Master of Orion II: Battle at Antares

aka: MOO 2, Master of Antares
Moby ID: 182

DOS version

Nothing worse, but nothing better.

The Good
The second chapter in the classic MOO series, obviously, gives some audiovisual improvement: graphics and music are correct, and sound effects are specially remarkable. Now, instead of having to choose between pre-defined races, you can customize your own through a benefit / flaw system that costs or gives you picks; this is a good way to expand replayability and strategies to use, and is the best addition to Moo. Good (even necessary) fix were multiple planets in each system.

The Bad
The diplomatic model is rich in options, but making allies isn't worthy the effort, since little effect it has (improving the range of your ships, and nothing more: there is no cooperation between allies). Also, in very very few occasions you get fair tech exchanges: the AI always demands tech of superior (even much superior) value.

Tactical combat can be nice to see the first times, but it's poorly designed. Although range is taken in consideration and the Attack/Defense values isn't a bad system, current speed of the ship plays no role: if a 14-speed ship moves 7 squares a turn, in the next it shouldn't move at 0 or 14; it's unrealistic; a fast-moving ship shouldn't make a 180 degree turn at full speed, to put another example. The way combat is designed, all battles become soon a matter of close-and-shoot-until-one-of-us-explodes, so take the largest ship you can and don't bother anymore. There is no tactic. After some battles, you push the automatic (I remember a board game, Star Warriors, which combat system was the best I've seen… it would be a good system for tactical combat).

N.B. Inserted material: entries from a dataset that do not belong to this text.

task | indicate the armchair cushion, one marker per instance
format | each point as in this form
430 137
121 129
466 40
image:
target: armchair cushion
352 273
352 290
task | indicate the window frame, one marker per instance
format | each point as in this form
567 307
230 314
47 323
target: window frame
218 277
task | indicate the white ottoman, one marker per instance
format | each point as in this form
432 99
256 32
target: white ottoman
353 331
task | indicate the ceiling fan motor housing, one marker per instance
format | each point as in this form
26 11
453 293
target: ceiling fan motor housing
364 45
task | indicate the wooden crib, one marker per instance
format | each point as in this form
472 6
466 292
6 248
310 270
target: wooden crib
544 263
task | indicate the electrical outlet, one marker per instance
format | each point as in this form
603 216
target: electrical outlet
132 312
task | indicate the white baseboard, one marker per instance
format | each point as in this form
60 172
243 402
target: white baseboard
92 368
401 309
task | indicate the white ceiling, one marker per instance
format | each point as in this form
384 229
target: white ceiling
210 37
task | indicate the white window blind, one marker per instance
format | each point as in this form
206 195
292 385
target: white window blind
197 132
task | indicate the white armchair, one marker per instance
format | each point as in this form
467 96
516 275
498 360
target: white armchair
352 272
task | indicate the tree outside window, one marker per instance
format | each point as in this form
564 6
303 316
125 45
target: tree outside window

Colony management in Moo2 swifts to that of Civ-style, and that's a system I didn't like ever: a list of buildings and go on; in middle-later game, micromanagement is boring: build as many as you can, no more. How good could be the system in Moo improved. And the same can be told about tech and research: is somewhat stupid to make a choice between two or three applications in a field… and for some reason you can't research the rest! (the key to victory: Creative, and you needn't to exchange tech). The sliding bar system in Moo was better; why not simply improve it? If you're going to change anything, make something good! Changing for changing leads to the above: a silly system much worse than its predecessor.

The Bottom Line
Although improves features from Moo, replaces some good old ideas with bad ones. The sum is nothing worse, but nothing better.